Desde entonces la paloma quedó santificada. La Iglesia de Roma le dio un lugar excepcional: solía usarla como imagen fácil de esa cosa tan difícil de definir, el Espíritu Santo. Y la paloma blanca se transformó en el símbolo más difundido y cursi de la paz: hubo sueltas y más sueltas para celebrar el final de matanzas y más matanzas, hubo dibujos de Picasso, hubo una idea de la paloma como un ser angélico.

Y, además, como una forma clásica de comunicación: palomas mensajeras, botellas al cielo. Es difícil, ahora, en estos días hipervinculados, pensar en ésos en que un mensaje que podía decidir los destinos de millones de personas se ataba a la pata de un pájaro que se soltaba con la esperanza de que volara allí donde debía. Pero allí volaba, tantas veces, y los destinos se disciplinaban.

Así, entre símbolos y mensajes y magos y galeras —­no por nada se llama “ilusionismo”—, la paloma se creyó salvada para siempre pero, como bien dijo Alberti y entonó Serrat, se equivocaba. Pronto se volvería una metáfora demasiado clara del mundo actual: lo que se arruina por exceso. Algo que está muy bien cuando no hay tanto y pasa a ser insoportable cuando —igual que casi todo— se desborda. Hace 100 años eran unas cuantas; ahora se calcula que hay en el mundo 400 millones de palomas —y la gran mayoría vive en las ciudades. Son, entre todas las bestias silvestres, las que mejor se han adaptado a ese entorno un poco brusco que les inventamos.
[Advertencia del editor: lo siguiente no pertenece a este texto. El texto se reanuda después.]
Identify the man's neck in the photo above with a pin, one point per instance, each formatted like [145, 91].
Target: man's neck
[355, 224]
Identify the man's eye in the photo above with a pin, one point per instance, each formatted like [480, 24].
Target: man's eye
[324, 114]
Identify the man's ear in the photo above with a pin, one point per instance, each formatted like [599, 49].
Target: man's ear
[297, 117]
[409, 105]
Y son bastante inteligentes; en la Argentina, vaya a saber por qué tonta vanidad, se dice que un tonto es “más boludo que la paloma”. Quizá sea por verlas amontonadas en aceras y plazas, dejándose patear por los paseantes; quizá, por esa pose altiva que nada justifica. Sobreviven. Las palomas comen cualquier cosa —literalmente cualquier cosa—, se reproducen como conejos —sus socios en la galera de los magos— y nos llenan las calles de cacas y alguna enfermedad: cada vez más personas las detestan, las llaman “ratas con alas”, querrían exterminarlas; les declararon una guerra sin símbolo de paz.

Mañana, en cualquier caso, la Paloma dará la suya: bailes y callejeos y tragos y besos hasta que el sol le queme las alas. Y un detalle curioso: la Virgen de la Paloma no es solo vino y rubias y morenas; es, también, la patrona de los bomberos. Yo que ellos, visto lo visto en estos días, pensaría si no es mejor cambiar de mánager.